Le report des Locales, initialement prévues le 1er décembre 2019, était le premier consensus obtenu par la Commission du dialogue politique. Mais c’est aussi celui de ces échéances annoncées au plus tard le 28 mars 2021 qui vient casser la dynamique entre les différents pôles. La rupture de confiance est passée par-là. La médiation du khalife général des Mourides pourrait y faire quelque chose.

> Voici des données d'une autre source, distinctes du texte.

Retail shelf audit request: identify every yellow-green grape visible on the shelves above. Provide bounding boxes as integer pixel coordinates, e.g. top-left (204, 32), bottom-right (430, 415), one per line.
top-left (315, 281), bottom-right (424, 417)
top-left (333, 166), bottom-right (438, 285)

Le report des Locales, prévues au plus tard ce 28 mars, n’est pas une information. A preuve, c’est au moment où la Commission du dialogue politique se réunissait, mercredi, que le Conseil des ministres a adopté le projet de loi portant report des élections territoriales et prorogation du mandat des conseillers départementaux et municipaux. Parce que, comme l’affirmait Ndiaga Sylla, il y a eu une semaine, «devant l’impossibilité d’organiser les élections à date échue, le gouvernement devait impérativement introduire un projet pour reporter à nouveau la date des élections et proroger le mandat des élus territoriaux». Ce n’est donc qu’une étape dans ce processus de légalisation de cette décision qui sera confirmée par l’Assemblée nationale. Comme ce fut le cas d’ailleurs lorsque la Commission cellulaire avait annoncé, à l’issue de sa réunion du 1er octobre 2019, le consensus sur le report des élections locales du 1er décembre 2019. L’Assemblée nationale avait ainsi décidé de la tenue desdites élections «au plus tard le 28 mars 2021». Pourtant, il n’y a rien d’extraordinaire dans ce qui se passe aujourd’hui encore. Les pôles participant au dialogue ont chacun exprimé sa position. Il n’y a pas encore eu de consensus sur la date, puisque seule la majorité vote pour 2022 et le reste (Société civile, opposition, non-alignés) opte pour 2021. Les discussions vont sans doute se poursuivre et il appartient à l’équipe du Pr Babacar Kanté de concilier les positions. Si tant est que le principe qui a prévalu jusqu’ici anime encore les concertations politiques, le consensus est encore possible.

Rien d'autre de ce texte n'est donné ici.